Title: The
Lovers
Author: John Connolly
Review: How can you tell a great writer? When he can basically present in book eight
of a series 400 plus pages of back story and keep it thrilling.
The top advice given
to writers is start with the action; avoid the exposition like the kiss of
death. But yet Connolly manages to prove
there is always an exception to every rule.
His private detective Charlie Parker has always been an interesting
character with a much storied past, but there are even parts of if it he was
unsure of. With that premise the author
threshes out the character of Parker more fully than ever before and we the audience
gets to experience it with him. He
didn’t even need to resort to using his best supporting characters Louis and
Angel except in minor roles.
In all the Charlie
Parker books there is a hint of the supernatural, a whisper of something more
is going on than just bad luck. Forces
that he doesn’t quite understand, and maybe not even fully believe in are at
work behind the scenes of his life. With
the Lovers we delve into the origin story of these rumors and confirm that
there is more to him than what appears.
While brilliantly not revealing his whole hand, Connolly manages to whet
the appetite of his fans, to leave them begging for more.
When reading these
books I am left with the desire to know more about these ancient people and
their stories. Who were the Sumerians? What are the lost angels? He tells just enough to start the fire of the
reader’s curiosity, all while interlacing it around a solid mystery and a
flawed but likable lead character. And
what first drew me to Connolly is the
skill and time he spends even on the most minor of characters, each one
seemingly possessing a personality and story worthy of several books of their
own.
Read The Lovers if you
want a master class of how to do exposition correctly, and read John Connolly
if you want to understand character development. He is one of the best pure writers in the
mystery genre today.
Publisher: Published June 2nd 2009 by Atria (first
published June 1st 2009)
ISBN: 978-1-4165-6955-8
Pages: 466
Copyright: 2009
Quick Review: 5 stars out of 5-
Why I Read It:
Sent by the publisher for review/catching up on John Connelly’s backlist.
Synopsis: Charlie Parker is a lost soul. Deprived
of his private investigator's license and under scrutiny by the police, Parker
takes a job in a Portland bar. But he uses his enforced retirement to begin a
different kind of investigation: an examination of his own past and an inquiry
into the death of his father, who took his own life after apparently shooting dead
two unarmed teenagers.
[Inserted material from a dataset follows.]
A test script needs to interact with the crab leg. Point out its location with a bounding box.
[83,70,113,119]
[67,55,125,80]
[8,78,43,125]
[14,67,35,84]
It's a search that will eventually lead Parker to
question all that he believed about his beloved parents, and about himself.
But there are other
forces at work: a troubled young woman who is running from an unseen threat,
one that has already taken the life of her boyfriend; and a
journalist-turned-writer named Mickey Wallace, who is conducting an
investigation of his own. And haunting the shadows, as they have done
throughout Parker's life, are two figures: a man and a woman who seem driven to
bring an end to Charlie Parker's existence.
Haunting, lyrical, and
impossible to put down, "The Lovers" is John Connolly at his best.
Compact Disk Includes
a Bonus MP3 CD of John Connolly's "Every Dead Thing"
Author Biography: John Connolly was born in Dublin, Ireland in
1968 and has, at various points in his life, worked as a journalist, a barman,
a local government official, a waiter and a dogsbody at Harrods department
store in London. He studied English in Trinity College, Dublin and journalism
at Dublin City University, subsequently spending five years working as a
freelance journalist for The Irish Times newspaper, to which he continues to
contribute.
He is based in Dublin
but divides his time between his native city and the United States.